• No results found

Geïnterviewde (diëtisten van diëtistenteam Spring te Hoorn): J, A, E, J, D, A, A, S. Datum: 19-04-2016

Duur: 53:38 min

(S) = Saskia, de interviewer.

(S) “Goed, zoals ik al in de mail heb aangegeven doe ik onder begeleiding van Annemarie en

Annemiek onderzoek naar het FODMaP-beperkte dieet en dan speciaal naar jullie diëtistenpraktijk, bij Spring dan. Ik ben nu aan het onderzoeken hoe dit op zo’n goed mogelijke manier geïmplementeerd kan worden in jullie diëtistenpraktijk. En daarom ben ik ook heel benieuwd vanuit jullie wat er speelt rond het FODMaP dieet en PDS: of jullie er überhaupt mee werken etc. Om te beginnen en om iedereen een beetje wakker te schudden heb ik een mindmap (laat a4tje zien) en dan gaat het om het FODMaP-beperkte dieet en jullie mogen daar individueel alles bij gaan schrijven wat in jullie opkomt als je aan het FODMaP-beperkte dieet denkt. Dus daar ga ik jullie nu een aantal minuten de tijd voor geven.”

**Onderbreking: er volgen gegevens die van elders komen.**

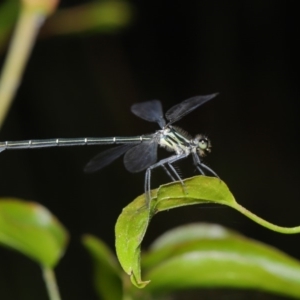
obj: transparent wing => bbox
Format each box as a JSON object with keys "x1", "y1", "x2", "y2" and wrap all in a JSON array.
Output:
[
  {"x1": 124, "y1": 142, "x2": 157, "y2": 173},
  {"x1": 84, "y1": 144, "x2": 136, "y2": 173},
  {"x1": 166, "y1": 93, "x2": 218, "y2": 124},
  {"x1": 131, "y1": 100, "x2": 166, "y2": 128}
]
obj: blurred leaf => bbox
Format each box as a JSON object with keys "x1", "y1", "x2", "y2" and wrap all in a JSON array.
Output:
[
  {"x1": 0, "y1": 0, "x2": 20, "y2": 50},
  {"x1": 143, "y1": 224, "x2": 300, "y2": 298},
  {"x1": 115, "y1": 176, "x2": 300, "y2": 288},
  {"x1": 82, "y1": 235, "x2": 123, "y2": 300},
  {"x1": 42, "y1": 0, "x2": 133, "y2": 36},
  {"x1": 0, "y1": 199, "x2": 68, "y2": 268}
]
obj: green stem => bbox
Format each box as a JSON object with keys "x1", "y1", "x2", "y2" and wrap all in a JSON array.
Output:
[
  {"x1": 230, "y1": 202, "x2": 300, "y2": 234},
  {"x1": 42, "y1": 267, "x2": 61, "y2": 300},
  {"x1": 0, "y1": 5, "x2": 45, "y2": 127}
]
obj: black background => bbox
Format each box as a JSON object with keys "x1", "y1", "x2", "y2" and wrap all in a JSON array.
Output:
[{"x1": 0, "y1": 0, "x2": 300, "y2": 300}]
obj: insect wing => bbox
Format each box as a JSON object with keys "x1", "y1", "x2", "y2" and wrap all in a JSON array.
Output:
[
  {"x1": 84, "y1": 144, "x2": 135, "y2": 173},
  {"x1": 124, "y1": 142, "x2": 157, "y2": 173},
  {"x1": 131, "y1": 100, "x2": 166, "y2": 128},
  {"x1": 166, "y1": 93, "x2": 218, "y2": 124}
]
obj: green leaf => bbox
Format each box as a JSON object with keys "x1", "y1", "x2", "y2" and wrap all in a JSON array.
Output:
[
  {"x1": 82, "y1": 235, "x2": 123, "y2": 300},
  {"x1": 143, "y1": 224, "x2": 300, "y2": 298},
  {"x1": 0, "y1": 199, "x2": 68, "y2": 268},
  {"x1": 115, "y1": 176, "x2": 300, "y2": 288},
  {"x1": 42, "y1": 0, "x2": 133, "y2": 35},
  {"x1": 0, "y1": 0, "x2": 20, "y2": 49}
]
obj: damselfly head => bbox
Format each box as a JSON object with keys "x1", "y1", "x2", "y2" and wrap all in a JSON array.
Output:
[{"x1": 194, "y1": 134, "x2": 211, "y2": 157}]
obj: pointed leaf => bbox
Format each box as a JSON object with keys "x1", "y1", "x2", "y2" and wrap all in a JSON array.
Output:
[
  {"x1": 116, "y1": 176, "x2": 300, "y2": 288},
  {"x1": 82, "y1": 235, "x2": 122, "y2": 300}
]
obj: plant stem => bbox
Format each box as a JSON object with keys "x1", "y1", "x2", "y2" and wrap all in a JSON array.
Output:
[
  {"x1": 0, "y1": 6, "x2": 44, "y2": 127},
  {"x1": 42, "y1": 267, "x2": 61, "y2": 300}
]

(J)” Bedoel je de ervaring of…”

(S) “Alles, ja alles waar je aan denkt als je het woord ‘FODMaP-beperkte dieet’ leest”. 3 minuten verstrijken.

(S) “Er is best wel druk gepend, de een wat meer dan de ander. Wil er iemand toelichten wat hij/zij heeft opgeschreven?”

(E) “Nou ik denk dat wat ik heb opgeschreven, in tegenstelling tot de andere collega’s, over allergie gaat. Omdat veel mensen dit ook als middel zien bij allergieën en daarvoor is het dus expliciet niet geschreven. Dus dat is ook goed om mee te nemen in je… en voor de rest denk ik dat ik veel dingen heb staan die andere ook hebben: PDS, vezels, obstipatie, diarree, ongediagnosticeerde maag- darmklachten ook weer herintroduceren. Dat vinden patiënten vaak ook heel eng:het gaat nu goed dus ik wil nu niet dat…Onverklaarbare huiduitslag, daar kan het ook wel eens positief effect op hebben. Dus dat zijn dingen die ik heb opgeschreven.”

(S) “Heel goed”

(Son) “Ik kwam ook tegen dat het moeilijk gevonden werd om in cijfers aan te geven, klachten en verschil zeg maar. Na verloop van het dieet.

(S) “Oke, dus dat is één van de eerste dingen waar jij aan denkt als je aan het FODMaP-beperkte dieet denkt?!”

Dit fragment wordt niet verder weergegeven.